Here’s another example:

For example, if there are 500 clients, a maximum of 500 requests for a key will be sent to the DB at a moment. If there are 10 keys, a maximum of 5000 requests will be sent to the DB.

Data can be continuously flushed from DB to cache through a timed program. Here we change the db access of 5000 QPS that are not controllable into db access of single-digit QPS that are controllable.

4 summarizes

1) Prepare for pressure!

2) Complex problems to be disassembled for multiple steps, each step can be tested and rolled back!

This is the most valuable practical lesson in application splitting!

3) Murphy’s Law: Whatever you worry about will happen, and it will happen quickly, so have your SOP (standardized solution) ready!

When I had dinner with my colleagues on A Friday, I discussed the risk of a certain function and agreed to solve it next week. As a result, the function broke down when I went to work on Monday. In the past, it was said that a small probability is impossible to happen, but no matter how small the probability is, it has value. For example, P =0.00001%. In the Internet environment, if the number of requests is large enough, a small probability event will actually happen.

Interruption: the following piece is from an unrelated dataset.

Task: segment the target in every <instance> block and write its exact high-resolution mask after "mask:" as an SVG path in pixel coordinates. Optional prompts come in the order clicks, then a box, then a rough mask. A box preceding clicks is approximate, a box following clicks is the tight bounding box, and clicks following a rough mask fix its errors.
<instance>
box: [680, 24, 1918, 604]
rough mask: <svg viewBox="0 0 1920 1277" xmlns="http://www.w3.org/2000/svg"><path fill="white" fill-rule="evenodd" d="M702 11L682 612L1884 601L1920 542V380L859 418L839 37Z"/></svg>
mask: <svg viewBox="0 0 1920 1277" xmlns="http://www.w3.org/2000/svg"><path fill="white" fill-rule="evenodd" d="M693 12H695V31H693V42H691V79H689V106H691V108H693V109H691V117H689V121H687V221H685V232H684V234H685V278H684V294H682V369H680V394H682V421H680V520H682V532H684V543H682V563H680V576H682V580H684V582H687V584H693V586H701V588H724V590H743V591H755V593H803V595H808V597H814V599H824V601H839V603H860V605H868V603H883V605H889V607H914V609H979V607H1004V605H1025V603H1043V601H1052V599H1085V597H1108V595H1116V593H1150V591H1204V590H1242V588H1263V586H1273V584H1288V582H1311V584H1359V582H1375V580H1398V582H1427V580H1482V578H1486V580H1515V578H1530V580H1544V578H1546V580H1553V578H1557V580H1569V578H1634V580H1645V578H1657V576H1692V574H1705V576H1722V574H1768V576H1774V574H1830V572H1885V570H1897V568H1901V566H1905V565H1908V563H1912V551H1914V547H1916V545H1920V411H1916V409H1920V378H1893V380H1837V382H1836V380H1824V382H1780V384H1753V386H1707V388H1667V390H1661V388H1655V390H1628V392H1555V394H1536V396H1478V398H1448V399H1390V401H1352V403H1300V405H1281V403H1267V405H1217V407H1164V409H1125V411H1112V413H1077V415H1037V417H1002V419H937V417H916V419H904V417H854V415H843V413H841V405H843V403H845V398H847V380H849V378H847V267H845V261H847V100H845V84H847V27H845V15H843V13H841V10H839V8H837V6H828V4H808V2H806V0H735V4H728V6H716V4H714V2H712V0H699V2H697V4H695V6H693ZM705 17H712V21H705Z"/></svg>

4) Borrow the fake and fix the real

The term is a bit of a mystery, as the name suggests, to borrow something to promote another ability, the former is called false, the latter is called true. There are very few opportunities in any organization for major breakdowns of core systems, so once you take responsibility, don’t hesitate to go for it! Don’t be intimidated by the twists and turns of the process, the sharpening of the mind is the true.